Quando por fim se separaram para buscar ar para seus cansados pulmões, se olharam nos olhos procurando o reflexo de suas almas. Ela levantou a mão para fazer uma carícia na bochecha dele; mas ao mesmo tempo em que fazia isso ele a viu parar o gesto e esconder o olhar. Seguiu a linha dos olhos dela e encontrou a causa: um anel de ouro com um rubi encaixado.

Dizer que Severus sentiu como se tivesse caído um balde de água fia em cima dele seria subestimar a forma pela qual sentiu seu coração encolher-se como se tivesse sido apunhalado. Tão endurecido, tanto sofrimento e encarar a morte, tanto tempo recuperando-se de um coração partido, tão sozinho para uma menina voltar a feri-lo dessa maneira. Uma menina que ele tinha deixado entrar em seus pensamentos e em seus sentimentos, pensando que nada mais poderia causar-lhe dor outra vez. Por um segundo seu rosto se converteu numa verdadeira máscara de dor, mas no momento seguinte seus traços já haviam recuperado a expressão fria de sempre. Pelos menos conservaria sua dignidade. E graças aos deuses pelos seus anos de prática como espião.

Hermione levantou a vista lentamente. Não viu o momento em que destruiu as inexpressadas aspirações de Severus, nem a forma com a qual seus olhos a fitaram com angústia, dor e anseio sem esperança, para logo vestir a máscara de fria indiferença.

Rony. Tinha um compromisso com Rony, seu amigo de infância, o primeiro e único homem com o qual havia estado, o que seria pai dos seus filhos e em uma semana no máximo, seu esposo. Poderia desonrar esse compromisso? Poderia pisar na confiança que ele havia entregado a ela?

Mas Severus... ao beijar Severus sentia algo diferente de qualquer coisa que havia sentido antes. Parecia capaz de beijá-lo até perder os sentidos entre seus braços, afundar nas profundidades de seus olhos escuros, enquanto sua voz aveludada a acariciava pronunciando seu nome uma e outra vez: Hermione, Hermione...

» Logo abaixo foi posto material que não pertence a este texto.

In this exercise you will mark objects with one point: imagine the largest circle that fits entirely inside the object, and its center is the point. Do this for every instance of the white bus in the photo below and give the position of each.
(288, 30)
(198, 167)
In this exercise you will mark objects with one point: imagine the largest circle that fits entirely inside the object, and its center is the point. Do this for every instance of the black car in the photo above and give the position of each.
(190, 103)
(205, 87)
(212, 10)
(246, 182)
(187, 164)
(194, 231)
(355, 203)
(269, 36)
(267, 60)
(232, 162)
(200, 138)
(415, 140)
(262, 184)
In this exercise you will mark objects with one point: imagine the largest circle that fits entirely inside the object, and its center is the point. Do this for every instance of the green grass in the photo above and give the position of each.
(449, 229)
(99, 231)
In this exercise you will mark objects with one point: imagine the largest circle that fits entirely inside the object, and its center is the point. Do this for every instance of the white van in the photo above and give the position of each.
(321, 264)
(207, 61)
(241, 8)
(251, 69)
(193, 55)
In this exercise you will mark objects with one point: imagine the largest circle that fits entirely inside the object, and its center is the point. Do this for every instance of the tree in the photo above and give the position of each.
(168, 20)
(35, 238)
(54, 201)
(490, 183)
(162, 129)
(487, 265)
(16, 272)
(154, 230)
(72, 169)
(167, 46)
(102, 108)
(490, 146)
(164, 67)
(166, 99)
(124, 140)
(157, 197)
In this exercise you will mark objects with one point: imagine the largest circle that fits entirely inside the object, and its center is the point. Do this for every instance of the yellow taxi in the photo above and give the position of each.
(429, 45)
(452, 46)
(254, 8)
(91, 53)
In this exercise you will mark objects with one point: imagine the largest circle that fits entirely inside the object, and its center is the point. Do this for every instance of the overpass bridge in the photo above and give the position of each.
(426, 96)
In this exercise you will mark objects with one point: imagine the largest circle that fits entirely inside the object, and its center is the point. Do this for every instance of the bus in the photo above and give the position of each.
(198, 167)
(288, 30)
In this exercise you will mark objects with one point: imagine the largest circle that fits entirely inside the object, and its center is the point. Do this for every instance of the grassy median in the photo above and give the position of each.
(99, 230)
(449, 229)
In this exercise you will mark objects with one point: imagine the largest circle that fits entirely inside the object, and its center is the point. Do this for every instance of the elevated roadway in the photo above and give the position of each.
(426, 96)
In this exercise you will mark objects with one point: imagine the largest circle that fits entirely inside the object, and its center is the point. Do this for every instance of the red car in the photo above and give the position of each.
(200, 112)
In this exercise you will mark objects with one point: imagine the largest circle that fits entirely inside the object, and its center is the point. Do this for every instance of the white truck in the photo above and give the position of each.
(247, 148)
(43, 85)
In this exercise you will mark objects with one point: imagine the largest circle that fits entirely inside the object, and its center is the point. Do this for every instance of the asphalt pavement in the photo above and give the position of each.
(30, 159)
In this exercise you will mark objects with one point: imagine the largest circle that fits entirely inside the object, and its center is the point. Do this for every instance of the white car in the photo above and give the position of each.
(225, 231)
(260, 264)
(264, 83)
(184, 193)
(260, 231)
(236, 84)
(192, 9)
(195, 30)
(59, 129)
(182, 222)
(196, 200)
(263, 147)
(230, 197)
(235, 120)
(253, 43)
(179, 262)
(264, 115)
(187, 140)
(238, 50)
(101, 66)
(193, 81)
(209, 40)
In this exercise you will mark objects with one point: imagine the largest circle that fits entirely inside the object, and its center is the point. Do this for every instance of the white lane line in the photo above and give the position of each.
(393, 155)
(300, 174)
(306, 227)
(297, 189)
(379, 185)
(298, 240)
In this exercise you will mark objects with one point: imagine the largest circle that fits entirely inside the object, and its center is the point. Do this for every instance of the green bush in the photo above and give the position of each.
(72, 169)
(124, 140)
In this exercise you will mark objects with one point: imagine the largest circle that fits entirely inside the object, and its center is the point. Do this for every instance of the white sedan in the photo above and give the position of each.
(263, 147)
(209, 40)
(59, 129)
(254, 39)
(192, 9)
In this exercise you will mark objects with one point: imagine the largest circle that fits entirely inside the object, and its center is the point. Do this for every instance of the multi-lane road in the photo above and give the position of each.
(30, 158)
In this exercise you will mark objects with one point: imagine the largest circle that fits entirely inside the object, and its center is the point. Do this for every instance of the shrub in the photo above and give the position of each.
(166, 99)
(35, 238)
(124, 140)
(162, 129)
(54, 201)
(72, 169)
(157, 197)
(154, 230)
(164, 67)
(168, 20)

Jamais em toda sua toda sua vida tinha se sentido tão confundida. Necessitava de tempo para pensar, tempo para esclarecer o que sentia... mas precisamente era tempo o que não tinha. Severus estava na frente para ela, esperando-a, e dentro de sete dias Rony estaria esperando-a em frente a um altar, com Harry e Gina como padrinhos, e todos os Weasleys sentados ao seu redor, e seus pais, e os membros da Ordem da Fênix... só de pensar sua cabeça dava voltas.

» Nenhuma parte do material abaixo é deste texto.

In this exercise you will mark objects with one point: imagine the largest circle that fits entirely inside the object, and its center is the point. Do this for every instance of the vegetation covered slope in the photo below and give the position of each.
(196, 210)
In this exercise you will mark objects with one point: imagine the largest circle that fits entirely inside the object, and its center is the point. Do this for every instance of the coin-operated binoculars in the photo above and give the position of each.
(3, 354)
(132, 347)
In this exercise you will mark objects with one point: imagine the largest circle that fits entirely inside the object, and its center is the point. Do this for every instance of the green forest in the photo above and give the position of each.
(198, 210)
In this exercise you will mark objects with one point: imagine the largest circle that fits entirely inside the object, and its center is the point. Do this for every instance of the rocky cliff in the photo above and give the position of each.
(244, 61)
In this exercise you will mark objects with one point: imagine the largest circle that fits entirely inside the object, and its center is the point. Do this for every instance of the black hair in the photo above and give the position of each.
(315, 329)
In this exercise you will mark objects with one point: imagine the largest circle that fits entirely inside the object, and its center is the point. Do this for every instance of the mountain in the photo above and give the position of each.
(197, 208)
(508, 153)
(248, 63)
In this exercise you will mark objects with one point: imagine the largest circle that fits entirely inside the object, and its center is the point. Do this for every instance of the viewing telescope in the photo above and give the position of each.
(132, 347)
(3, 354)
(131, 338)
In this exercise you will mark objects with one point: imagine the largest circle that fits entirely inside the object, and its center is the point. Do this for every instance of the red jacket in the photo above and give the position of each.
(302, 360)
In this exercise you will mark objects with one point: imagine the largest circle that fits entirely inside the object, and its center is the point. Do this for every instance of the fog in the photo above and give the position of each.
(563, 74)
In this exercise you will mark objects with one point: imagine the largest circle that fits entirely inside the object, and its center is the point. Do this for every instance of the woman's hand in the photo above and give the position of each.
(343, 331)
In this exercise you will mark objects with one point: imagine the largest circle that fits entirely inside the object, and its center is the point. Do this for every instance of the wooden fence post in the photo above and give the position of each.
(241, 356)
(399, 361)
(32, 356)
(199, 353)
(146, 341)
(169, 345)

Porém, Severus a fitava com uma fria indiferença agora. Onde estava o homem assomado pela paixão que a tinha beijado apenas há alguns segundos atrás? Tinha imaginado? Não, impossível. Tinha sido apenas um arroubo? Havia se deixado levar pela emoção do momento?

Hermione secou as lágrimas que ainda umedeciam seus olhos com a manga do casaco, Severus estendeu-lhe um pano branco que ela agradeceu timidamente. Ele se pôs de pé e a ajudou a ficar de pé também. Fitaram-se fixamente por um mais um momento, e então ele deu meia volta e a deixou sozinha no quarto.

Nem sequer havia se dado conta de que esse era o quarto de sua mãe.

Era sábado pela manhã, o dia seguinte ao incidente no quarto de Eileen Prince. Hermione e Severus estavam sentados na mesa de jantar tomando café da manhã, falando num tom cordial, mas evitando se olharem. De repente a lareira brilhou com uma luz verde e apareceu Ronald Wealsey coberto de cinza e fuligem.

- Tem que limpar essa lareira, vejam como fiquei!

- Rony! – ela exclamou ao vê-lo, levantando-se rapidamente para ir abraçá-lo e beijá-lo. Não que estivesse ansiosa por fazer isso, mas era o que se esperava dela.

- Peraí, Mione, ah! Viu, te sujei! – riu feliz, enquanto abraçava sua noiva e a beijava brincando – Senti sua falta.

Rony tocou a ponta do nariz dela e a tisnou com fuligem, deixando-a com uma cara graciosa e adorável, para a maior tortura de Severus, que não duvidava que o espetáculo o faria devolver seu café da manhã se não parasse de comer naquele instante. Mas, interiormente estava valorizando o momento, imaginando-se no lugar do Weasley, fazendo-a sorrir, sujando a ponta do nariz dela antes de voltar a beijá-la. Suspirando, jogou o guardanapo sobre a mesa e saiu da sala de jantar.

Seria um longo fim de semana para Severus Snape.

Hermione e Rony passaram juntos o resto do dia sem que Snape os importunassem nenhuma vez. Rony não se acostumava com a idéia de que sua Mione ficasse tão perto do morcego das masmorras, e se perguntava o que a mantinha ao lado dele. Não ter boas notas na escola não significa que ele era bobo: Snape estava caminhando e sua ferida estava vermelha, mas fechada. Hermione teve que explicar-lhe que realmente a ferida havia fechado, mas qualquer esforço ou movimento inadequado voltaria a abri-la, e essas oportunidades eram freqüentes... segundo ela.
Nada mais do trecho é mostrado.